(Hands-On) Compile and Run a PyTorch Distributed Training Job

1. Open the Python file

In the sidebar, navigate to the folder examples/academy/coronahack-distributed-training/ and open the coronahack.py Python file.

This script creates a Kubeflow pipeline which consists of five steps:

  1. The first step in the pipeline loads the dataset metadata and returns the DataFrames containing the metadata of the training and test subsets.
  2. The second step runs in parallel, defining the model, the loss function, and the optimizer. The model is a pre-trained ResNet-18 model with a modified output layer. ResNet is a common neural network architecture used for image classification.
  3. The third step in the pipeline creates and submits a PyTorchJob CR. This step is responsible for starting the distributed training job.
  4. The fourth step in the pipeline monitors the PyTorchJob CR and streams the logs of the Pod running the master process.
  5. The fifth step in the pipeline deletes the PyTorchJob CR. This step is necessary because there is no automatic garbage collection mechanism to remove resources once the job completes.
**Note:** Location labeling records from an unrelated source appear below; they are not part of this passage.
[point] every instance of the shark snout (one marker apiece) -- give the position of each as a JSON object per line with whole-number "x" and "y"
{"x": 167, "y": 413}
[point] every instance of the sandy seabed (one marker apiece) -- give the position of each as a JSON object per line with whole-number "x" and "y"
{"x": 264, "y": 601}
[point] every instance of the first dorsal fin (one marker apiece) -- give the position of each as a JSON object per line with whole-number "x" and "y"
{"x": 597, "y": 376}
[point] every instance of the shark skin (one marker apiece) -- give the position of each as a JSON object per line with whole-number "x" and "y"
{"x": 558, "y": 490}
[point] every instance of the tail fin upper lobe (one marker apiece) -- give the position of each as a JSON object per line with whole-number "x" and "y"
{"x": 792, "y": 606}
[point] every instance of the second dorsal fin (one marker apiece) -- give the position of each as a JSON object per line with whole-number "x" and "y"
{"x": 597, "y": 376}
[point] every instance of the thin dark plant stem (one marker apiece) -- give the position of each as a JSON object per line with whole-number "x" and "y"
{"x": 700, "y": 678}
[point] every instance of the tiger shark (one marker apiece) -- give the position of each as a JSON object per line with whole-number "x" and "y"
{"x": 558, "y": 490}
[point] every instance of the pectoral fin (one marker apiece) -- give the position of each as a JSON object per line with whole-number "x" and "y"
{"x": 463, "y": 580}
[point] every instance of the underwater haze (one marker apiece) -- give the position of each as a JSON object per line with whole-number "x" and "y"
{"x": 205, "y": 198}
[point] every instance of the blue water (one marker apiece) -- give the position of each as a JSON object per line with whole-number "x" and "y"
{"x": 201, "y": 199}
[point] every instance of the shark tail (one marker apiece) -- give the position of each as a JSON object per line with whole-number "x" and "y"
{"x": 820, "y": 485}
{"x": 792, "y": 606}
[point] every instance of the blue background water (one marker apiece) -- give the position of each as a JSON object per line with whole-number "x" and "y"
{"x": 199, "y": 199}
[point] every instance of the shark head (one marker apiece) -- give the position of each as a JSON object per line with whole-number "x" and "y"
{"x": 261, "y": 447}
Also, note that this step is currently commented out so that you can decide if you want to inspect Pods and PVCs after the job completes.

2. Produce a workflow YAML file

Go back to your terminal and run the following command to produce a workflow YAML file that you can inspect:

python3 -m kale coronahack.py --compile

After the successful execution of this command, look for the workflow YAML file inside a hidden .kale folder inside your working directory.

3. Deploy and run your code

Deploy and run your code as a KFP pipeline:

python3 -m kale coronahack.py --kfp